The process of arriving at the correct sentence begins by placing the defendant into a “culpability” bracket: high, medium or lesser. The next step is to assess the harm. The focus will generally be the amount laundered, profit made, or sum obtained or sought through fraud or bribery. It could also include the cost avoided by the company in failing to put in place effective AML/adequate procedures to prevent bribery.
Once the harm is quantified, then a multiplier is applied to it to reflect the culpability. For example, the starting point for a company of high culpability convicted of a substantive bribery offence will be 300% of the gross profit from the contract obtained, with a range of 250% to 400%. One then turns to the application of common sense factors increasing or reducing the seriousness of the offence and/or mitigating the offence, to adjust the figure accordingly. In practice then, it would seem that the guidelines will, in due course, give effect to Thomas LJ’s portentous observations in Innospec that an appropriate fine in serious bribery cases ought to be “measured in tens of millions” (CCA 2013 Sch 17, para 5).
At the point at which a prosecutor gives notice to the court that the prosecutor does not wish the proceedings to continue, a corporate defendant can be safe in the knowledge that the authorities will not be in a position to pursue confiscation proceedings. This may, no doubt, represent one of the arguments in favour of self-referral with a view to securing a DPA. In light of the availability of disgorgement as a term of a DPA, the extent to which this fact mitigates in favour of setting out on the path towards a DPA remains to be seen, particularly in light of recent developments in the law of confiscation, which mean there may be no practical difference between the sum of profits identified for disgorgement and the sum likely to be arrived at when calculating a company’s criminal benefit during the course of confiscation proceedings.
A new path for corporate prosecutions?
DPAs generally have been welcomed as a practical alternative to the expensive and uncertain trial process.
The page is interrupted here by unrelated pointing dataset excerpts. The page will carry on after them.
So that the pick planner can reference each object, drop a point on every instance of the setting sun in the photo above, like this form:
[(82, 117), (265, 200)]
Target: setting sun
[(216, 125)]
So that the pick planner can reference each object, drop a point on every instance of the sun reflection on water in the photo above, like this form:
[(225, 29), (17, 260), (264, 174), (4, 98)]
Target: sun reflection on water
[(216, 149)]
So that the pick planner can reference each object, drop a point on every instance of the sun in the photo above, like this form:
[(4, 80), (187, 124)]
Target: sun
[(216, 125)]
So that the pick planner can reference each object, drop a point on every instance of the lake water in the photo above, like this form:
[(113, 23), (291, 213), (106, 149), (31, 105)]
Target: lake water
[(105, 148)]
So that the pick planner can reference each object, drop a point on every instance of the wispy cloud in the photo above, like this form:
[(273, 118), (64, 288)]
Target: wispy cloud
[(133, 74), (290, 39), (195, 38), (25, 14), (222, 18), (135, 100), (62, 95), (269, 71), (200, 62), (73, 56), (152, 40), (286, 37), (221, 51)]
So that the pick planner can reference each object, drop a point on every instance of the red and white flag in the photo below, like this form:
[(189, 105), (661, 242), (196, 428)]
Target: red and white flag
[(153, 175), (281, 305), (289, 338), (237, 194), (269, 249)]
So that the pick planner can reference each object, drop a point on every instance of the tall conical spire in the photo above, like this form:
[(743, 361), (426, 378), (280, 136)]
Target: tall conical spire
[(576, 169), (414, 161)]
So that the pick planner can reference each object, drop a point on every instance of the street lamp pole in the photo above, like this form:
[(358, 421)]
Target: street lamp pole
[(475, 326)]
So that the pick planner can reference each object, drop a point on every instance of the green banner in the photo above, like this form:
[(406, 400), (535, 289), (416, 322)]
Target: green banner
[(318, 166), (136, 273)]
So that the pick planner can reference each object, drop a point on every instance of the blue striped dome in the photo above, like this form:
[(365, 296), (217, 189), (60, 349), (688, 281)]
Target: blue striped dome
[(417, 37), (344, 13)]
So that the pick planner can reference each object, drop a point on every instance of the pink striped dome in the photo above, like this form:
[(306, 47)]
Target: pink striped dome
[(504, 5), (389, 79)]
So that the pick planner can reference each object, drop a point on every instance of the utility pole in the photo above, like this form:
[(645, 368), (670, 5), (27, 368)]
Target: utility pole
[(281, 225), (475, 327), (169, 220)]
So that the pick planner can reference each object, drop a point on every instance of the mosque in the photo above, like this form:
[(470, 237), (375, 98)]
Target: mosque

Any controversy attracted over their sole application to corporate defendants has been leavened by the requirement for judicial approval, as compared with their US counterparts. However, it should not be assumed that DPAs will become the norm. To find it in the public interest to propose a DPA to a corporation involved in serious criminal conduct is a significant hurdle. Indeed, the DPA Code states that “the more serious the offence, the more likely it is that prosecution will be required in the public interest”.
Furthermore, if prosecutors faithfully apply the Code of Conduct and seek to incorporate financial terms such as the disgorgement of profits into DPAs, then the gulf in overall financial penalties between those prosecuted but who enter into a plea agreement and those entering into DPAs may not be as great as many anticipate.
However, there is no question that the likely saving in legal costs, the speed with which it is likely to be possible to reach a DPA (as compared to awaiting the conclusion of a full investigation and prosecution) and the associated savings to reputational damage, are still likely to see those approached by a prosecutor to discuss a DPA think long and hard before choosing not to enter into negotiations.
Who will be the first? The ball is firmly in the prosecutors’ court.